Other CdM girls went to play at Newport, where the Newport Water Polo Foundation has a long history of club success. Others just decided to play another sport, Frome said.

“It kind of fell apart,” she said. “So we had to go 
 We thought [playing for CdM Aquatics] would be good because [Bailey] is the high school coach and we’d get to know him better before high school.”

Coach Ted Bandaruk, usually known just as “Coach Ted,” is a fixture in the community. He has headed of the CdM Water Polo Club for more than two decades. Last year was his 45th year coaching for the neighborhood swim team, Harbor View.

Current CdM girls like junior Pippa Saunders, Papa and fellow sophomore Ally McCormick came through Bandaruk’s program. But he said after that current sophomore class went into high school, he was unable to keep fielding girls’ teams.

Those teams were coached by Ally’s dad, Matt. But Matt McCormick said in the summer of 2008, as Ally was finishing up her seventh grade year, he couldn’t continue coaching due to his duties as an attorney.

“The girls wanted to play at [Junior Olympics] that summer, but we weren’t able to get a coach,” McCormick said. “Initially the girls joined Newport and SoCal, two really high-quality programs. We’re so fortunate in the area to have so many quality programs.”

But once the girls started leaving CdM Water Polo, it was hard to get them back.

“Once you start losing numbers, it just kind of snowballs,” McCormick said.

Bandaruk said he encouraged some girls to go to Anteater, which was opening at about the same time. He said after Bailey became the high school head coach, he and his staff talked to Bailey last fall about getting more girls into CdM Water Polo. Ultimately Bailey said that after talking to both Bandaruk and Hunt, he instead decided to form CdM Aquatics.

“We’ve gone at it on our own, and the community support has been outstanding,” Bailey said. “To go ahead and have 21 kids out in the first day is tremendous 
 We have four coaches on deck right now, and two or three [high school] athletes in the water with these kids. At the same time, we’re playing games and making the practices as fun as possible.

“This is something that will be here past when I’m here, past when these kids are here, past when these parents are here. This is going to be here for the community.”

Bandaruk said he doesn’t currently see CdM Aquatics as competition to his program. That could change if kids in his boys’ program join up with CdM Aquatics. A source close to the situation who requested anonymity said that although CdM Aquatics currently doesn’t offer a boys’ age-group program, plans are in place for that to happen.

“I know they’re looking at the Newport model,” Bandaruk said. “I know that’s kind of what they have in mind. But sometimes you think if it’s not broke, why fix it?

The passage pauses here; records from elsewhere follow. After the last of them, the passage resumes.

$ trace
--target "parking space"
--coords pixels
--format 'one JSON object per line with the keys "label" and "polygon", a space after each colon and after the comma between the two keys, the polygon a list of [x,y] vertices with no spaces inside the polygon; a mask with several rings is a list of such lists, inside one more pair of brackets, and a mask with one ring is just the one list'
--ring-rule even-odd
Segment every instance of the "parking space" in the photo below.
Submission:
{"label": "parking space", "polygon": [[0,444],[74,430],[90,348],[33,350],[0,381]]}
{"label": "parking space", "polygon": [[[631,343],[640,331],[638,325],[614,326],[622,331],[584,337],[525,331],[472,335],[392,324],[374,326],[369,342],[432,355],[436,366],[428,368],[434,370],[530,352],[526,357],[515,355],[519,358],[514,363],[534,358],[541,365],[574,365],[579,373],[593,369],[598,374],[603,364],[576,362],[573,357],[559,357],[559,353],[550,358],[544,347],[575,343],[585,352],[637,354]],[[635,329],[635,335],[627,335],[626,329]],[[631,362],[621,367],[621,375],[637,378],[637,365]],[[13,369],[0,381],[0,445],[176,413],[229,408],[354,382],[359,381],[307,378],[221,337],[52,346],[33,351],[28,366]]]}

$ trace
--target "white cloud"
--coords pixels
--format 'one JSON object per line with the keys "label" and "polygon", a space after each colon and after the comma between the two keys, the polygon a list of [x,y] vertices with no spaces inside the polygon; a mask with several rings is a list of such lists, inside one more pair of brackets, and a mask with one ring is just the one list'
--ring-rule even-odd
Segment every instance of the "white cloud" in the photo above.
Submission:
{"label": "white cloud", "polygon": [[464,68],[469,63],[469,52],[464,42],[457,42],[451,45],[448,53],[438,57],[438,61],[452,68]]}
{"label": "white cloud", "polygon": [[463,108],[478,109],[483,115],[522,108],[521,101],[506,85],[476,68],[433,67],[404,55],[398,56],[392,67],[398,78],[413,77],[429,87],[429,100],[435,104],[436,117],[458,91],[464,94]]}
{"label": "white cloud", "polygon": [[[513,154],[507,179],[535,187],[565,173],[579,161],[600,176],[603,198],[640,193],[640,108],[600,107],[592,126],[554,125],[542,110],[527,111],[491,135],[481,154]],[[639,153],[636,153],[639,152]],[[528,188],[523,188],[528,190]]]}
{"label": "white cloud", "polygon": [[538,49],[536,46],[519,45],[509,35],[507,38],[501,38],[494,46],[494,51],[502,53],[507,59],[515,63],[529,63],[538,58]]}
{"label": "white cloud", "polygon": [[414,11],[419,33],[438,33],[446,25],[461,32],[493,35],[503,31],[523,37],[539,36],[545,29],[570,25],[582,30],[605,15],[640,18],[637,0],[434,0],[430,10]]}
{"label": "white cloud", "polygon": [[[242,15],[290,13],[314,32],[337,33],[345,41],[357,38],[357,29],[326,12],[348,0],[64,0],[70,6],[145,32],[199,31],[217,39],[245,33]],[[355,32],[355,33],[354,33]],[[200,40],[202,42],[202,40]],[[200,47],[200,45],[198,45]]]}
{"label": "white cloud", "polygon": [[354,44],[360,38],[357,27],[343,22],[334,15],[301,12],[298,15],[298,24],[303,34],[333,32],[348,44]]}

“People just don’t realize how much time it takes to run a youth program. For the high school foundation to take it over, they’ll see how much time it takes 
 We’ll see how many girls that aren’t out now that he’s able to get out. We’ll see.”

Still, Bandaruk said he thinks Bailey is a good coach. He knows something about good coaches. Former CdM head man and current Stanford men’s coach John Vargas is his son-in-law.

“Sam’s a good guy and a good coach,” Bandaruk said. “He knows the game. And what I like about Sam — he’s not a yeller, screamer or cusser.”

CdM Aquatics is already rapidly growing. This past weekend, it had a 14-and-under girls’ team competing in the gold division at the Turbo Orange County Cup in Irvine.

Down the road, Bailey knows it will help increase his high school program’s numbers beyond the 26 girls who played last year. For comparison, Bailey said the program had around 40 girls when he was Chaney’s assistant from 2003-2005.

The CdM Aquatics coaches and players are both excited. Ella Abbott is just 10, but she has already been playing water polo for two years. She’s another player who came over from Anteater.

“It’s mostly older girls right now,” said Abbott, a utility player. “But it’s fun playing with them.”